Very cool! I want to express two points: one, I am glad to see this. As geminispace gets larger, a search method that doesn't rely on personal bookmarks will be really useful. I forget to bookmark gopher documents all the time, and Veronica really helps there.

As for crawling in general, this is something that I've been thinking about lately, and I guess now it's timely: 

HTTP/S gemini proxies allow all of the public geminispace to be indexed by Google and other services. I think that we generally consider the two current proxies to be useful (I certainly do), so to a point this is unavoidable.

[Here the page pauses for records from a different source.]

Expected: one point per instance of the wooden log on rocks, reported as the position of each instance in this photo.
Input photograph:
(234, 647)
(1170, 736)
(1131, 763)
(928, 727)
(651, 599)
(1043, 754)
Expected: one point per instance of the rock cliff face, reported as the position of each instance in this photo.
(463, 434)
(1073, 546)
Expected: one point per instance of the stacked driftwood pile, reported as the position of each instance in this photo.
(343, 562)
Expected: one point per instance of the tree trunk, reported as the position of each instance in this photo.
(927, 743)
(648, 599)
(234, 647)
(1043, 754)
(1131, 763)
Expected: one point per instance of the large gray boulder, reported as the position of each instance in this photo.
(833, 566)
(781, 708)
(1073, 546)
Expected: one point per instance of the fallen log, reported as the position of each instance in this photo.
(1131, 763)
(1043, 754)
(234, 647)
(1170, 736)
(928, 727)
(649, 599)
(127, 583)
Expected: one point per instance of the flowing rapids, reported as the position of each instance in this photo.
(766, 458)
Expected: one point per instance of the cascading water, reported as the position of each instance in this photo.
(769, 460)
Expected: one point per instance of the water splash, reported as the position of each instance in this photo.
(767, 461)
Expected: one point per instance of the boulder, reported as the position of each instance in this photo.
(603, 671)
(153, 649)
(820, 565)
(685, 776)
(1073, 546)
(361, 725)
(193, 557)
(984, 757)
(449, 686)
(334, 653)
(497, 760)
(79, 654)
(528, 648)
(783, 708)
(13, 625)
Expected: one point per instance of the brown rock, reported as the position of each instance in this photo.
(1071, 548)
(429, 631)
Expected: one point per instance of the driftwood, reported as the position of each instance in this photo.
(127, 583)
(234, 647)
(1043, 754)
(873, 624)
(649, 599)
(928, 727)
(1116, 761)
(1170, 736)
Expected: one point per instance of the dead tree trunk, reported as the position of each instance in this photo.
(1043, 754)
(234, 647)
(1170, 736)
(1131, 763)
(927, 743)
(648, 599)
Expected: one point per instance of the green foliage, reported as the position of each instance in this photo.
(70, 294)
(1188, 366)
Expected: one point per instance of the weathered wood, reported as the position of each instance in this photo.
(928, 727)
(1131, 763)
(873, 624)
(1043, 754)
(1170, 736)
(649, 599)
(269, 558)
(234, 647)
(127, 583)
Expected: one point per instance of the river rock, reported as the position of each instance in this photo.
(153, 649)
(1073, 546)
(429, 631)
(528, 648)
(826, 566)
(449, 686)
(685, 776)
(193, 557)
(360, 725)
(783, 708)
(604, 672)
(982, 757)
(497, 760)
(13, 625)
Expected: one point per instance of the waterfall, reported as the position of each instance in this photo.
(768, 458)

proxy.vulpes.one has a robots.txt to prevent WWW crawling, which is a fair stopgap. portal.mozz.us does not, but I'm not angry about it. I meant to send out an e-mail to mozz to ask their opinion, but just haven't gotten around to it.

My issue here is that the only 2 ways to opt out of Google indexing are to use a robots.txt, or to register yourself as the domain owner and control indexing via Google's console. Both of those methods apply to the proxy website's owner, not to the gemini server's owner, because each gemini server appears like a subdirectory on the proxy's domain.

So the issue here is that the only way to opt out of being indexed is to contact each proxy maintainer and request that they make accommodations for you. That's fine with only 15 or so gemini servers, but not fair to proxy maintainers as gemini grows. It's also not enough to ask all proxies to use robots.txt, because there's nothing stopping someone from ignoring it either out of ignorance or in bad faith.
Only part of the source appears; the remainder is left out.